Ms Taylor: We maintain that what we provide is best practice in terms of our education and our advocacy, and that starts with data.
Having a really strong foundation in research has been a priority for me personally and the organisation.
It’s not something that flew very quickly with the board, I must say, because GPs tend not to be terribly excited about providing their data, and that’s what they associate research with.
Having an opportunity to explain and showcase the benefits of research and identifying how our education materials are best practice and how they are changing the way people are delivering supervision and the benefits back to the trainees, that’s helped us establish the need for that focus on research and it’s independent.
It’s our independence, I think, that makes it exciting.
We’re not a training provider. We’re not competing with a training provider.
What we’re doing is making sure that there’s resilience within the GP supervision workforce, without which there is no GP training.
TMR: What does the supervisor workforce look like – are there enough people to handle the influx of trainees that the government wants to see?
Ms Taylor: Have we got enough? Technically, yes.
Have we got enough in the right places? There’s a question.
Have we got enough that feel they have been given opportunities in the last couple of years and still have the passion they had pre-covid?
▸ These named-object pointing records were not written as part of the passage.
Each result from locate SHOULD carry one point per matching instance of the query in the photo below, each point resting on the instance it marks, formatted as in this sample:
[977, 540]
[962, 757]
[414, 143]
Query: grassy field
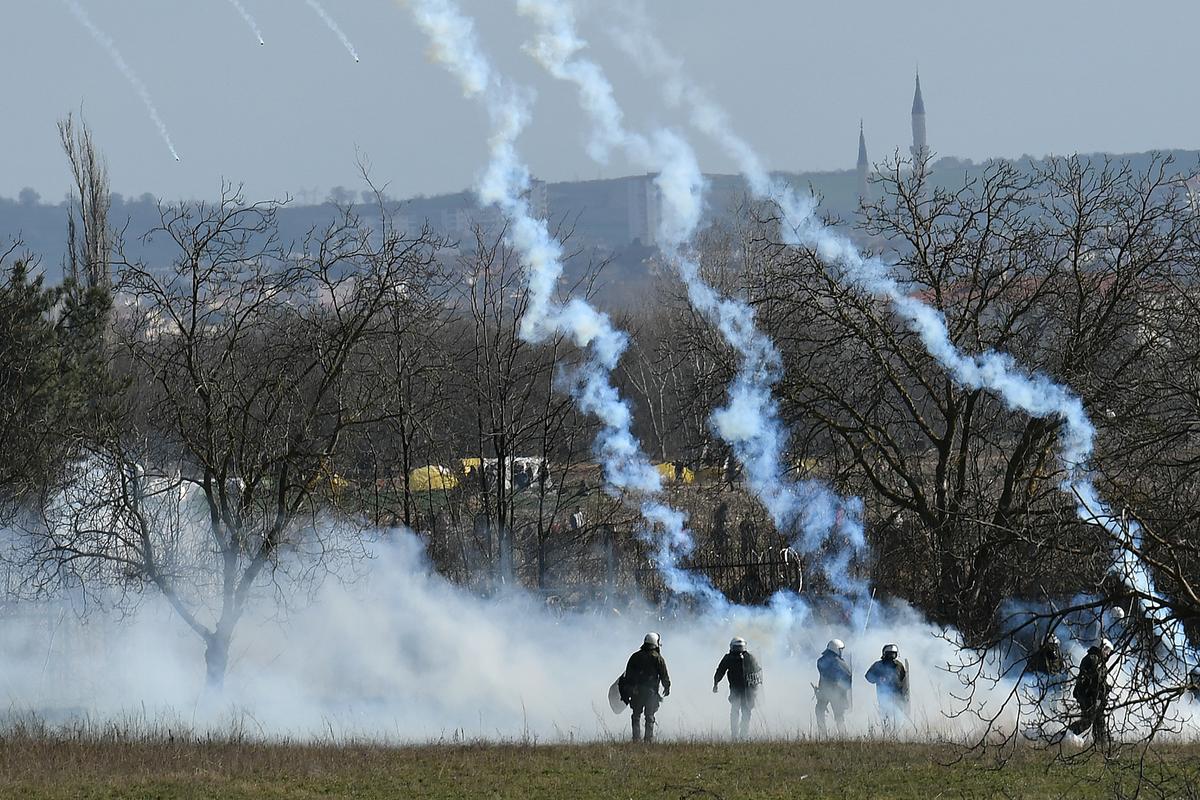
[48, 767]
That’s another question.
That’s the problem with having had the numbers drop in these last couple of years – for those practices and supervisors who had equipped themselves and made training a priority and focus, without a trainee in the practice…
It doesn’t take much for that to become something that they turn away from.
It’s not necessarily about any placement policies or government [funding], it’s about them feeling like they’re not considered good enough by the potential trainees.
If they haven’t attracted a registrar, a lot of our members will say to us, “what have we done wrong”.
“We’ve delivered fantastic training – and no, okay, we’re not sitting over the top of a beach – but we’re in a beautiful town and a lovely, busy peri-urban setting, but they’re not coming,” they say.
“What have we done wrong?”
Their self-confidence gets eroded, and it’s hard to rebuild that.
We’re at the point of trying to make sure that opportunities for medical students and pre-vocational doctor training are seen as just as rewarding as AGPT training, but vocational training is the only one where there is an income generated for the supervisor.
It’s by no means compensates all the hours that they give, but there’s some reward.
The GP supervisor needs to be a destination career in its own right.
It needs to be something where the trainee comes in, looks at that person and sees that they’re happy doing what they’re doing, they’re sharing something they love, that’s what they want to be, then you’re creating a robust, long term supervising workforce.
TMR: What do the next few years look like?
Ms Taylor: It’s looking up.
I know that everybody sees a promise coming from a pre-election period as a bit of a whitewash, but I think our board is seeing the benefit in primary health care getting a “goal” to this extent [in the $8.5 billion promise], and that being replicated by the Opposition.
It does make it look we’ve turned the corner – no longer is general practice the poor cousin.
It’s not all about the money, but if there is some financial support for general practice broadly it can only help.
It really is amazing how influential GPs are in the life of the community members around them, and that’s something we’d love our members to be able to transfer onto trainees.
TMR: We like to do a silly question as well – I know you have a groodle named Charlie Brown. What would he do if he was a person?
Ms Taylor: I think he’d be a punk rocker.

Charlie Brown, replete with mohawk
This interview has been edited for length and clarity.